Nada expone mejor los límites del poder que la incapacidad de Estados Unidos para localizar con precisión aquello que pretende moldear. En el caso de Venezuela, esa ignorancia cartográfica funciona como metáfora del extravío estratégico: la mayor potencia militar del planeta tantea la posibilidad de un conflicto para el cual carece tanto de legitimidad legal como de apoyo social, y que, de estallar, recordaría las aventuras más desacertadas de los últimos 30 años.
Poder sin permiso
Lo obvio conviene repetirlo: Estados Unidos no tiene autoridad legal para atacar a Venezuela, ni para ejecutar operaciones encubiertas destinadas a derrocar a su gobierno. Hacerlo equivaldría a reciclar una versión siglo XXI de la Doctrina Monroe, repudiada en prácticamente todo el hemisferio. Que uno pueda cuestionar la legitimidad del gobierno de Nicolás Maduro es irrelevante para el punto jurídico central: un país de 30 millones de habitantes no es una amenaza militar para Washington, ni un escenario en el que la fuerza estadounidense pueda operar sin costos geopolíticos severos.

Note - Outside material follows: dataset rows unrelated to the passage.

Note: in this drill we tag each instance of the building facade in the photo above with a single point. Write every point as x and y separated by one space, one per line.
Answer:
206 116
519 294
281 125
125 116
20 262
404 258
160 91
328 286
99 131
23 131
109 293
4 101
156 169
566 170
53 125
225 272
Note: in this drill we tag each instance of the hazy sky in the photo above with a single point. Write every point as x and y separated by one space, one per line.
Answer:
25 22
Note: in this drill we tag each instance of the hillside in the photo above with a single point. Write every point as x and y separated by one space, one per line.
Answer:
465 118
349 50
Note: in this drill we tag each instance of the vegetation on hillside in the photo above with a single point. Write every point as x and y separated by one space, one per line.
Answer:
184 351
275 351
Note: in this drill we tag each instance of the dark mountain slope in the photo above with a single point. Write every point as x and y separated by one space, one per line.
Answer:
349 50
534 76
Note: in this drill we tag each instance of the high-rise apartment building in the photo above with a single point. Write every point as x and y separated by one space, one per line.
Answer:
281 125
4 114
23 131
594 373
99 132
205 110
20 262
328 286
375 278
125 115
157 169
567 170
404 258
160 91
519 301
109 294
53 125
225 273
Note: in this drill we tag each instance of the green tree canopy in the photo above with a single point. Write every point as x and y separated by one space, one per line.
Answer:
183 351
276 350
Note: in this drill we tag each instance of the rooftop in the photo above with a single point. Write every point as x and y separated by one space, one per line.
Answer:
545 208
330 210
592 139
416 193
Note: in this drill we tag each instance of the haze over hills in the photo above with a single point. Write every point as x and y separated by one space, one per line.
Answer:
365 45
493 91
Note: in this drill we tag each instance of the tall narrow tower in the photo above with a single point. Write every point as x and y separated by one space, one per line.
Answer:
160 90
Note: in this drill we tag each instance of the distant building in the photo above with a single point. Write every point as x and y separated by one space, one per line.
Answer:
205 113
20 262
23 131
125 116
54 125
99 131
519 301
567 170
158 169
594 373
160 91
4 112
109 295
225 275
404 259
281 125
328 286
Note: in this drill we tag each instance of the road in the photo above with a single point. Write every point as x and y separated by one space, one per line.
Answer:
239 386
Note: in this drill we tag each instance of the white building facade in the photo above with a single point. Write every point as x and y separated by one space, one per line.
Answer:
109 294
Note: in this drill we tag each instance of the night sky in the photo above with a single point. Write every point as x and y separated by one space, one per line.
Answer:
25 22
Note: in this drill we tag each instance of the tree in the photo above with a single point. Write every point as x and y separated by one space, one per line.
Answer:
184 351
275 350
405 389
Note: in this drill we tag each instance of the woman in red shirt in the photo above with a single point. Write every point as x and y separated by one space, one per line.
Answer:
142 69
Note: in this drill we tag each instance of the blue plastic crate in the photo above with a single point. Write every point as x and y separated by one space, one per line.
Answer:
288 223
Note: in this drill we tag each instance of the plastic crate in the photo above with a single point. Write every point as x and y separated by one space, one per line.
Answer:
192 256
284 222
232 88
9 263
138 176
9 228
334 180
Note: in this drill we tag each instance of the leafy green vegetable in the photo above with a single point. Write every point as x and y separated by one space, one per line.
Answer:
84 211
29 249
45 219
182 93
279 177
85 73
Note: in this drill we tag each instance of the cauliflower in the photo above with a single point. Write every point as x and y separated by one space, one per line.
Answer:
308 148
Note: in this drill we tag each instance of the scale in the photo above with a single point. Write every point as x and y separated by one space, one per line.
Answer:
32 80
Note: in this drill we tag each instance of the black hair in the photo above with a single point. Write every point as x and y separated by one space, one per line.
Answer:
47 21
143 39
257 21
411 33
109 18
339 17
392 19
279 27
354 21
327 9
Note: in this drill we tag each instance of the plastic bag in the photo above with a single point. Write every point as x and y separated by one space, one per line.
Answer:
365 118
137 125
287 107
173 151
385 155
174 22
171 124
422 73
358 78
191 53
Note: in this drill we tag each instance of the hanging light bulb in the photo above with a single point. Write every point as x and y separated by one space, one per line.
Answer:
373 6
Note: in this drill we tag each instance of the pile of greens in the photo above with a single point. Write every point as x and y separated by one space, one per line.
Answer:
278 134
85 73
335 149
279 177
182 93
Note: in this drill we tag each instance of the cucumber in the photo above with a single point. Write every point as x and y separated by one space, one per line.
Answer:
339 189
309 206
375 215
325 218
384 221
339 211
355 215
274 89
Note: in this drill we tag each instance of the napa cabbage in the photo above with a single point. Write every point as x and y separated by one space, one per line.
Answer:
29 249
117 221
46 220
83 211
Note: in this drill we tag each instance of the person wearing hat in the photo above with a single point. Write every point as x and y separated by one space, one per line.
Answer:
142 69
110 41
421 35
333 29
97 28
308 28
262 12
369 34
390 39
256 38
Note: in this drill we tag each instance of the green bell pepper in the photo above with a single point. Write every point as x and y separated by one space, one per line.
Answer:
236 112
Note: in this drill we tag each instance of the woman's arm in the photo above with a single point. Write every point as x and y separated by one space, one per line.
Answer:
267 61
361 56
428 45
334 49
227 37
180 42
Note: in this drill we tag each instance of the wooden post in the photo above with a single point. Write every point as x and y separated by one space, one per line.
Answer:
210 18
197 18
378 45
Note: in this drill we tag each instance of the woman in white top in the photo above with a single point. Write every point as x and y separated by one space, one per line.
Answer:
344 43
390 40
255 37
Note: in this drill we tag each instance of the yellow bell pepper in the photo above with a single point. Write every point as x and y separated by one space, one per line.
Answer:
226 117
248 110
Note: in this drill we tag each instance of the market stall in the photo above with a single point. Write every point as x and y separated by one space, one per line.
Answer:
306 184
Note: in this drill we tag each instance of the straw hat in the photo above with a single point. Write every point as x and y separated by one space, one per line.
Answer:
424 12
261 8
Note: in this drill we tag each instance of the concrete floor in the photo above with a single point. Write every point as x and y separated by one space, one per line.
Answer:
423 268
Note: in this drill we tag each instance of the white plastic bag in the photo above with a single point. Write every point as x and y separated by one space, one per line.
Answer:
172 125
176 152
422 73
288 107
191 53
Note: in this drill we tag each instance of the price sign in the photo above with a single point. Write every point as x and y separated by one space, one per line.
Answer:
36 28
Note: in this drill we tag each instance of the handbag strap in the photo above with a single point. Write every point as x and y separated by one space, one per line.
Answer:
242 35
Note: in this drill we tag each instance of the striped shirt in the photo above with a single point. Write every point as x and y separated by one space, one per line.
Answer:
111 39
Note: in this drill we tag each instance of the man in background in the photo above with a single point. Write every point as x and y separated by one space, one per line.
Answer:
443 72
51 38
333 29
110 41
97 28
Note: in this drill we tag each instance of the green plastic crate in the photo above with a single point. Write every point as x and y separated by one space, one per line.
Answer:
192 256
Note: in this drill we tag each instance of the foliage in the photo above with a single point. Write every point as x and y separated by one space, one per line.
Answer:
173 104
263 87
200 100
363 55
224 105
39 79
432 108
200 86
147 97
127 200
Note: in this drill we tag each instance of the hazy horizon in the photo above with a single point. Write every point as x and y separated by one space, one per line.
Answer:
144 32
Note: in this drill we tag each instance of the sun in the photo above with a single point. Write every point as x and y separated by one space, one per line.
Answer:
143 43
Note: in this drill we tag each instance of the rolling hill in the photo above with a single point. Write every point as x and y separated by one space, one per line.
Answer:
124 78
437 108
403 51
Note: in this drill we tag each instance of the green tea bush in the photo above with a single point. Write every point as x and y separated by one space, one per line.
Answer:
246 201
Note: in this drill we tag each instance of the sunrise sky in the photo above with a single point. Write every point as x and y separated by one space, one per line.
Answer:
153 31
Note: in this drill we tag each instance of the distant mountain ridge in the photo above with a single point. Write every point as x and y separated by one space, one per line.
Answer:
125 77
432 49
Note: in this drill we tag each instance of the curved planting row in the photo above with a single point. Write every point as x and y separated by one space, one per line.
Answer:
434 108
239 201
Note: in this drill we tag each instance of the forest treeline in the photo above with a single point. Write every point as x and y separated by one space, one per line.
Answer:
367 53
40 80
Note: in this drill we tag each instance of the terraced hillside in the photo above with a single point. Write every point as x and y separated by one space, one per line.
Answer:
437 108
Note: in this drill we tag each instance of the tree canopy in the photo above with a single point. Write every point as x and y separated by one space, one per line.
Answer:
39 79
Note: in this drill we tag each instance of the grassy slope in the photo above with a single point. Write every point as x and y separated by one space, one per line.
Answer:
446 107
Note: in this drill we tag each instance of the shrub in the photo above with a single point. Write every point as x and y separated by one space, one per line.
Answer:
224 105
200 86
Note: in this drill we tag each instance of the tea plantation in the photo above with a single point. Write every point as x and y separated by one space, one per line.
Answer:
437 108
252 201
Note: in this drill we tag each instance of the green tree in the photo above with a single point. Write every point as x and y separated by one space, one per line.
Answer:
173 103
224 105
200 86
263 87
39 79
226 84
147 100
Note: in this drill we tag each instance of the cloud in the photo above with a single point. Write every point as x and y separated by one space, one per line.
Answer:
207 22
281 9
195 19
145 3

Ese marco legal y moral está, además, respaldado por la opinión pública. Según una encuesta de CBS News, el 70% de los estadounidenses se opone a cualquier acción militar contra Venezuela. La sociedad entiende lo que la política exterior a veces olvida: una intervención sería innecesaria, impopular y estratégicamente tóxica.
Escalada que nadie pidió
Aun así, la administración Trump ha cultivado un clima de tensión improbable. El despliegue de buques de guerra en el Caribe no solo es una señal de fuerza desmedida, sino una provocación peligrosa en un teatro donde los incentivos para la escalada son altos y los beneficios estratégicos, escasos. Incluso el propio secretario de Guerra, Pete Hegseth, entiende que una invasión terrestre sería un atolladero comparable a Irak: costosa, interminable, condenada al fracaso.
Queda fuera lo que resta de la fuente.